Si abusa a volte degli accostamenti con l’Inter del Triplete: vede qualche analogia nel percorso?
"E’ sempre sbagliato fare dei confronti. Ma ricordo bene che la stagione del Triplete iniziò con una sconfitta in Supercoppa, poi abbiamo vinto tutto. Questo per dire che anche se le cose iniziano in salita, poi possono finire nel migliore dei modi.
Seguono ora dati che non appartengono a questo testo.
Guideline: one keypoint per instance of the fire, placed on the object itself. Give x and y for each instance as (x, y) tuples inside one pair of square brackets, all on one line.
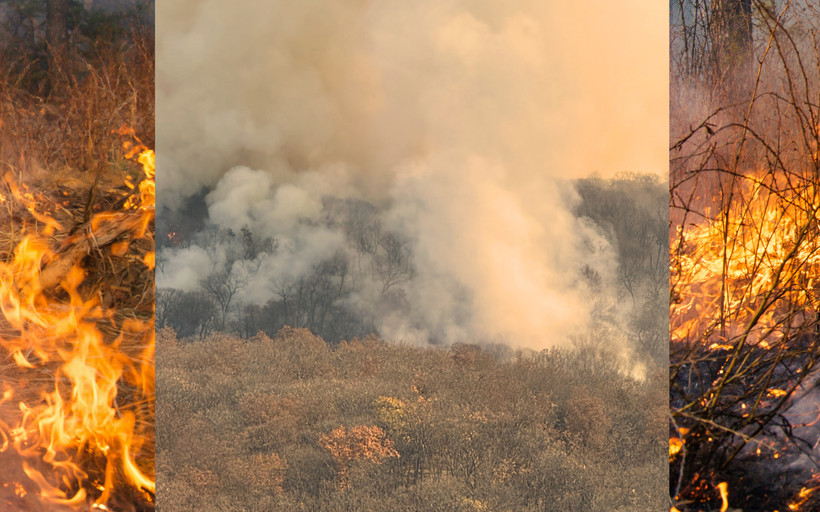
[(675, 446), (723, 488), (749, 272), (76, 404), (802, 497)]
L’importante è crederci e lavorare bene".

E’ davvero la difesa il punto di forza di questa squadra?
"E’ il reparto più forte, nessun’altra squadra ce l’ha così. Godin, De Vrij, Skriniar, Handanovic stesso: sono nomi troppo importanti per la squadra, oltre che dei riferimenti per gli altri".

Altro parallelo, Conte alla Mourinho. Anche l’attuale allenatore, come José, ha messo pressione sul mercato.
"Beh, ha bisogno di qualcuno che segni. Capisco il tecnico, è arrivato carico per portare la sua filosofia di gioco e le sue idee. In questo momento non sta lavorando con la rosa al completo, capisco che per lui possa essere difficile. La società lo aiuterà sicuramente a risolvere questo problema mettendogli a disposizione i giocatori che gli servono".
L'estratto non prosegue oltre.